Welcome to the blog! I’ve yet to figure out most things here, but preliminarily I hope to use it to compile three categories of things I delight in occasionally coming across: puzzles/brainteasers, little snippets of math, and (aspirationally) creative writing. I’ll expound on these in a forthcoming “About” section, but for now, enjoy one of my all-time favorite probability puzzles!

Puzzle: Guessing all dice

\(100\) statisticians will play a game in which each simultaneously rolls a fair \(6\)-sided dice, but each sees only the result of the \(99\) other dice rolls (and not their own). Simultaneously and without further communication, each guesses their own roll, and the group wins iff every guess is correct. What strategy maximizes the group’s chance of success (and what is that chance)?

A hint

In the 2-statistician case, randomly guessing yields a \(\tfrac{1}{36}\) chance of success, as each player’s individual chances are independent. Is there a way they could more closely correlate their chances, so that when one is right the other is more likely to also be right?

A solution

Astonishingly, regardless of how many statisticians there are, the group can win with probability \(\tfrac{1}{6}\)!

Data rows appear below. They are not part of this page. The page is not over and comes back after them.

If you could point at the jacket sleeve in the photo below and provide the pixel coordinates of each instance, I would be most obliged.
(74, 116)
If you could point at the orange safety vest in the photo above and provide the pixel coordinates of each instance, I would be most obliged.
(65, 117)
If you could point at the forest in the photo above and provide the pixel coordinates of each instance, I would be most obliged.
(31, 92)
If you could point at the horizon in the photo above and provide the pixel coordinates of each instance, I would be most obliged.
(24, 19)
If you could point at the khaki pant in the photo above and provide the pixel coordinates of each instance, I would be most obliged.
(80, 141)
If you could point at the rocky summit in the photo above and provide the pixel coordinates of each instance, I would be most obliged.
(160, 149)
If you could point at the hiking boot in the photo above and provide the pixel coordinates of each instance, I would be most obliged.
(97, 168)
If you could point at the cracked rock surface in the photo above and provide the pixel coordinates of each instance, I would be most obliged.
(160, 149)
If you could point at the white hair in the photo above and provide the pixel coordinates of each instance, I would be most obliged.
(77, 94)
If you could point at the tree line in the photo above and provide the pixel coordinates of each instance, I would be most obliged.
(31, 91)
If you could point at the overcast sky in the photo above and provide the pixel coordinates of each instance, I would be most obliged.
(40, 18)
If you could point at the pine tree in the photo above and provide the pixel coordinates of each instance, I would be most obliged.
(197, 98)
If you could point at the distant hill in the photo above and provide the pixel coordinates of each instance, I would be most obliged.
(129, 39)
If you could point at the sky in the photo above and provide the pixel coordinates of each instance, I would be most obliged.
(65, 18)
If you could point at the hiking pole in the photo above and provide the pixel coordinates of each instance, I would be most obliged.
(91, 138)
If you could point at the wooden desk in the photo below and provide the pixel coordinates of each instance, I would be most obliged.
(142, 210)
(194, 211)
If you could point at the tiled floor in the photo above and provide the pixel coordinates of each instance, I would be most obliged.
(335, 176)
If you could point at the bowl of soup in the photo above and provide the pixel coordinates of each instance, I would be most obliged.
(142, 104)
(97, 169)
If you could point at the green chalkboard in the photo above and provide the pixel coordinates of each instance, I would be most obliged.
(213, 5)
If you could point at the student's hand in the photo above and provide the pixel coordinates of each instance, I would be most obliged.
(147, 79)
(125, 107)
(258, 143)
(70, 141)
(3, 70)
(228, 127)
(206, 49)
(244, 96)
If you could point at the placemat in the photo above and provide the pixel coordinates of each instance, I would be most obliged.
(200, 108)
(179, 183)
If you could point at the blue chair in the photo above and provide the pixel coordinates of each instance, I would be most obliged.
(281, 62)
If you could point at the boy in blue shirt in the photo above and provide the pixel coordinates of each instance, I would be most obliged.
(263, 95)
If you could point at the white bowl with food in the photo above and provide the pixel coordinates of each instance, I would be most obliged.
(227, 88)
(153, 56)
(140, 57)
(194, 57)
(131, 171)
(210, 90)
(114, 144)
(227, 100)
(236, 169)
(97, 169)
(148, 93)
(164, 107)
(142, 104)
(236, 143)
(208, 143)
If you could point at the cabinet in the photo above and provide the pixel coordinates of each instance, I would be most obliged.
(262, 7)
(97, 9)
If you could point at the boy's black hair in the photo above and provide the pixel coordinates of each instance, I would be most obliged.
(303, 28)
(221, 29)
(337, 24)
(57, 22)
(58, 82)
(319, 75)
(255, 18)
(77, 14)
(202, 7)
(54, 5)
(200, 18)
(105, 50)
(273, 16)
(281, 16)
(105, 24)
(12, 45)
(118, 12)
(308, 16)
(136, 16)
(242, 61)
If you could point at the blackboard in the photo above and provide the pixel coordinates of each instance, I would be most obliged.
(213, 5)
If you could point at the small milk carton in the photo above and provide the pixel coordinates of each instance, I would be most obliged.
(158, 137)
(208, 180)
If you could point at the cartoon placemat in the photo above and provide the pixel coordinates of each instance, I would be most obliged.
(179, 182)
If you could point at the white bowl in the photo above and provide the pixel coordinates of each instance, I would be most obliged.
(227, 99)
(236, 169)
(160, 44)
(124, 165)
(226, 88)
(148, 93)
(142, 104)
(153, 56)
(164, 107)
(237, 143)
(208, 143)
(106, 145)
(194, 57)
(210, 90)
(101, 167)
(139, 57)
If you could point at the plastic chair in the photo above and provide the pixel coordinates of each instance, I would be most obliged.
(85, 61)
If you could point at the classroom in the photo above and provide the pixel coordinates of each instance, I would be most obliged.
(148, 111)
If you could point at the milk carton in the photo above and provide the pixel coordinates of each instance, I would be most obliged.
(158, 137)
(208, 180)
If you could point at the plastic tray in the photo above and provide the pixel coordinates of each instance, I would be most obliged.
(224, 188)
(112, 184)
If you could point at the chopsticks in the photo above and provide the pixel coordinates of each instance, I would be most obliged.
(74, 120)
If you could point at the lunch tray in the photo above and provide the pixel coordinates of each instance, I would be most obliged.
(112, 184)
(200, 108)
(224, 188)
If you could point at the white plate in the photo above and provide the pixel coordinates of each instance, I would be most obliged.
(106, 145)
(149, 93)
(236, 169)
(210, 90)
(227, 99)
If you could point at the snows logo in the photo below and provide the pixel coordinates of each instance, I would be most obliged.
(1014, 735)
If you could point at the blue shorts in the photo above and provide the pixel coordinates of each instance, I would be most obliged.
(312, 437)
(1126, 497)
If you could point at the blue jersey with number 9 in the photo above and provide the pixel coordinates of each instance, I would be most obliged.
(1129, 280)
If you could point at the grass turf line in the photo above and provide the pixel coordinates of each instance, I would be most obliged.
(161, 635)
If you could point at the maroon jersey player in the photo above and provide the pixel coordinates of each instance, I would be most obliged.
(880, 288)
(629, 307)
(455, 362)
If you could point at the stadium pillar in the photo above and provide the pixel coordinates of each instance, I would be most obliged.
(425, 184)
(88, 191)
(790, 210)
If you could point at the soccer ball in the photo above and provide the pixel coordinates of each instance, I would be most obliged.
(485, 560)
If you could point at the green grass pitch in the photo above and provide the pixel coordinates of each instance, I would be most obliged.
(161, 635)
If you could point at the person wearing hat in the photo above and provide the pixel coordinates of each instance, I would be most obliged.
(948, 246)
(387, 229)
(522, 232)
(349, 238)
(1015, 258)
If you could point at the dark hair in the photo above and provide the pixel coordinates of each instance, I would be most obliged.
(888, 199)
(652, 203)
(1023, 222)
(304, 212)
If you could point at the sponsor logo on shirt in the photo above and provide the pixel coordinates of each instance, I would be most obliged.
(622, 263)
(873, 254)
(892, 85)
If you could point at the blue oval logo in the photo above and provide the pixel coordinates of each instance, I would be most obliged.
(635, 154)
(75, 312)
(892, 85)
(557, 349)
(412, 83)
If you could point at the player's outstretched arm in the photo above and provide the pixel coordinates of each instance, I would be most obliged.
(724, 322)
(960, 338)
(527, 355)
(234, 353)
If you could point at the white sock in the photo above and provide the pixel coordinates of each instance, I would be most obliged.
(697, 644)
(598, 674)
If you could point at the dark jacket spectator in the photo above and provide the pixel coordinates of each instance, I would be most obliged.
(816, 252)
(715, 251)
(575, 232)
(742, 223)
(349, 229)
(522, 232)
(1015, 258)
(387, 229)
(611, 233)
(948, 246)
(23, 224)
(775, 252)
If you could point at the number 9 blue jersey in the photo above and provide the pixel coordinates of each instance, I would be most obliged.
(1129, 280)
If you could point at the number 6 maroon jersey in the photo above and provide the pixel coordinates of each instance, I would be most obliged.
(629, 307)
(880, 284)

A simple strategy that does this: all of the statisticians agree to guess a number for their own dice which results in a sum congruent to \(0\) modulo \(6\), an event which occurs with probability \(\tfrac{1}{6}\). When one is right/wrong, they all are!

We can see that this probability is maximal since the group’s success entails any individual success, so its probability is upper-bounded by \(\tfrac{1}{6}\).